Author: Leonard Dung
Abstract: Many researchers and intellectuals warn about extreme risks from artificial intelligence. However, these warnings typically came without systematic arguments in support. This paper provides an argument that AI will lead to the permanent disempowerment of humanity, e.g. human extinction, by 2100. It rests on four substantive premises which it motivates and defends: first, the speed of advances in AI capability, as well as the capability level current systems have already reached, suggest that it is practically possible to build AI systems capable of disempowering humanity by 2100. Second, due to incentives and coordination problems, if it is possible to build such AI, it will be built. Third, since it appears to be a hard technical problem to build AI which is aligned with the goals of its designers, and many actors might build powerful AI, misaligned powerful AI will be built. Fourth, because disempowering humanity is useful for a large range of misaligned goals, such AI will try to disempower humanity. If AI is capable of disempowering humanity and tries to disempower humanity by 2100, then humanity will be disempowered by 2100. This conclusion has immense moral and prudential significance.
My thoughts: I read through it rather quickly so take what I say with a grain of salt. That said, it seemed persuasive and well-written. Additionally, the way that they split up the argument was quite nice. I'm very happy to see an attempt to make this argument more philosophically rigorous and I hope to see more work in this vein.

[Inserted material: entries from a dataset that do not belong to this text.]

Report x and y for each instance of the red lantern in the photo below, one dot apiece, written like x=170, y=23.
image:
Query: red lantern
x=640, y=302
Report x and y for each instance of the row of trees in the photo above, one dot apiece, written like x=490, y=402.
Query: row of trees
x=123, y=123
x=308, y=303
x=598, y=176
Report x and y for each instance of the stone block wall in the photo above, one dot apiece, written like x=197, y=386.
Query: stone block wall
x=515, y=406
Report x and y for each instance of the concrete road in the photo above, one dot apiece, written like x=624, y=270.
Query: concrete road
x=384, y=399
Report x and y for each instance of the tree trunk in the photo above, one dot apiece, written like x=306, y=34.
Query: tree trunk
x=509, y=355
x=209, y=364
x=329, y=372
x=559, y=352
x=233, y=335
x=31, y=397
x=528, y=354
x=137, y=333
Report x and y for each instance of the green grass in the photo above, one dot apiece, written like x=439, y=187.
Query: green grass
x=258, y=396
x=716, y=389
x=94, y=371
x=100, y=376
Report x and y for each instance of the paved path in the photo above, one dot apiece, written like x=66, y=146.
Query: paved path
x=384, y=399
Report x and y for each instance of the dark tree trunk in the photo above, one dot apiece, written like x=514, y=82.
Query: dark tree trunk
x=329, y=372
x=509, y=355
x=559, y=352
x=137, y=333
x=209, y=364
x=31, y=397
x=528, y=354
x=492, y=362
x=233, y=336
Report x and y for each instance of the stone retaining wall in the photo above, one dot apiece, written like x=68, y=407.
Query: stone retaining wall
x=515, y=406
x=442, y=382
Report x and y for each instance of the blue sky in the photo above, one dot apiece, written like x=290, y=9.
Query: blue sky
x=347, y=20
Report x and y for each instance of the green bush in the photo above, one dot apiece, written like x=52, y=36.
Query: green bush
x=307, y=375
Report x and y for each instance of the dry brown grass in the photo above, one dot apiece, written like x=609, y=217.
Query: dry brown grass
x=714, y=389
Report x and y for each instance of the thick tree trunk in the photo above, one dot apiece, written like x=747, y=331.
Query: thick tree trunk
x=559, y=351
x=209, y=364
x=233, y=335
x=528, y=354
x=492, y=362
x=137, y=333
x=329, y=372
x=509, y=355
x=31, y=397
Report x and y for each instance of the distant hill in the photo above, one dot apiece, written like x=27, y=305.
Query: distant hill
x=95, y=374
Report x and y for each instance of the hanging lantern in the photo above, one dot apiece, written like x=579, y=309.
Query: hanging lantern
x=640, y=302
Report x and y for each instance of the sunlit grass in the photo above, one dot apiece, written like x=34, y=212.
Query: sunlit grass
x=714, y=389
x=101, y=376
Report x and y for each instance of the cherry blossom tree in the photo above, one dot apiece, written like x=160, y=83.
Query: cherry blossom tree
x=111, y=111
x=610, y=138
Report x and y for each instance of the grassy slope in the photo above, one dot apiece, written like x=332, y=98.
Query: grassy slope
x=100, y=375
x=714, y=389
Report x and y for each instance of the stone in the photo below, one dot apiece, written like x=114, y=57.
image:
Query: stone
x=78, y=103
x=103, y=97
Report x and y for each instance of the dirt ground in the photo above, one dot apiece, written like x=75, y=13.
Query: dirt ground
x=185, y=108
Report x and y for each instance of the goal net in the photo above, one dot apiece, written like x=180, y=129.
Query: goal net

I've looked into the game theory of war literature a bit, and my impression is that economists are still pretty confused about war. As you mention, the simplest model predicts that rational agents should prefer negotiated settlements to war, and it seems unsettled what actually causes wars among humans. (People have proposed more complex models incorporating more elements of reality, but AFAIK there isn't a consensus as to which model gives the best explanation of why wars occur.) I think it makes sense to be aware of this literature and its ideas, but there's not a strong argument for deferring to it over one's own ideas or intuitions.
My own thinking is that war between AIs and humans could happen in many ways. One simple (easy to understand) way is that agents will generally refuse a settlement worse than what they think they could obtain on their own (by going to war), so human irrationality could cause a war when e.g. the AI faction thinks it will win with 99% probability, and humans think they could win with 50% probability, so each side demand more of the lightcone (or resources in general) than the other side is willing to grant.
To take this one step further, I would say that given that many deviations from the simplest game theoretic model do predict war, war among consequentialist agents may well be the default in some sense. Also, given that humans often do (or did) go to war with each other, our shared values (i.e. the extent to which we do have empathy/altruism for others) must contribute to the current relative peace in some way.